Tender issued for contractors at £250m Sighthill transformation

Sighthill-websiteGlasgow City Council has issued a tender for lead contractors to progress the ‘Blue-Green’ infrastructure works at its £250 million transformation of Sighthill.

Comprising approximately 800 new homes, a new school campus and community facilities, as well as commercial units, the Sighthill regeneration infrastructure works have been integrated into the site thanks to a public realm design strategy developed by LDA Design alongside the council’s in-house masterplanning team.
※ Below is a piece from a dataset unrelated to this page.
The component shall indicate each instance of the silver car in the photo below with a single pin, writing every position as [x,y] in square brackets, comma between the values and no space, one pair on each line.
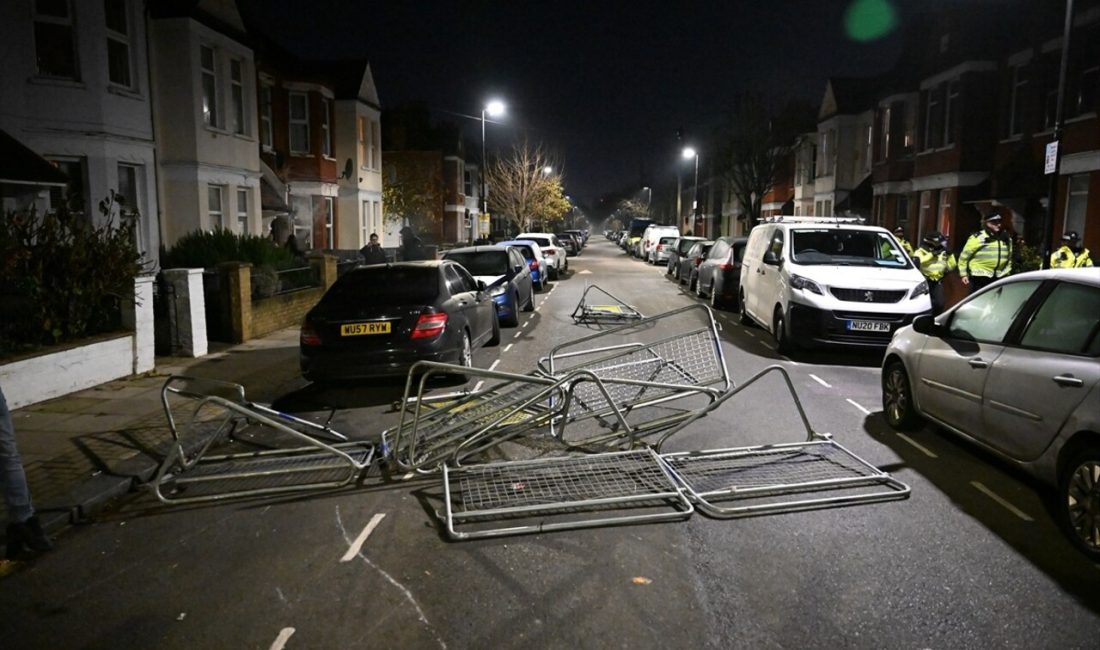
[1015,368]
The proposal incorporates Sustainable Urban Drainage solutions (SUDs) into the development, creating areas of new parkland, amenity and public realm spaces. These in turn offer opportunities for recreation and biodiversity, as well as a meaningful framework of spaces for ecology and education for both the local and regional community.

Kirstin Taylor, director at LDA Design, said: “The public realm strategy in this development is both highly sustainable and people centric. Our focus has been on the landscape and amenities, taking the emphasis away from vehicles and onto the community they will serve, and giving Sighthill a unique identity.

“We’re also proposing innovative green infrastructure solutions such as rain gardens within key streetscapes, right through to the design and specification of bespoke street furniture and dramatic gateway spaces. It’s exciting to watch the project progress and the tender announcement is the next step in this fantastic development becoming a reality for the city.”

Councillor George Redmond, chair of the Transforming Communities: Glasgow (TC:G), said: “The Sighthill masterplan will create a new identity for this part of Glasgow, providing new homes and business opportunities, alongside attractive public open spaces which both residents and visitors can enjoy. With better links to the city centre, we hope to entice people to the area and ultimately, unlock the potential in this part of Glasgow.”

In addition to ‘Blue-Green’ infrastructure, the public realm pushes the boundaries in other ways. Conventional road design is replaced by a civic boulevard, which creates a dynamic greenway, reducing the visual and physical impacts of traffic and delivering centralised public spaces, known as the ‘garden spine’. There are also a series of ‘parkettes’ proposed along the boulevard strip to create points of interest along the route, including two recreational seating areas and spaces containing sculptural elements of incidental play. A pedestrian streetscape, known as the ‘civic spine’, acts as the primary pedestrian route through the centre of the development.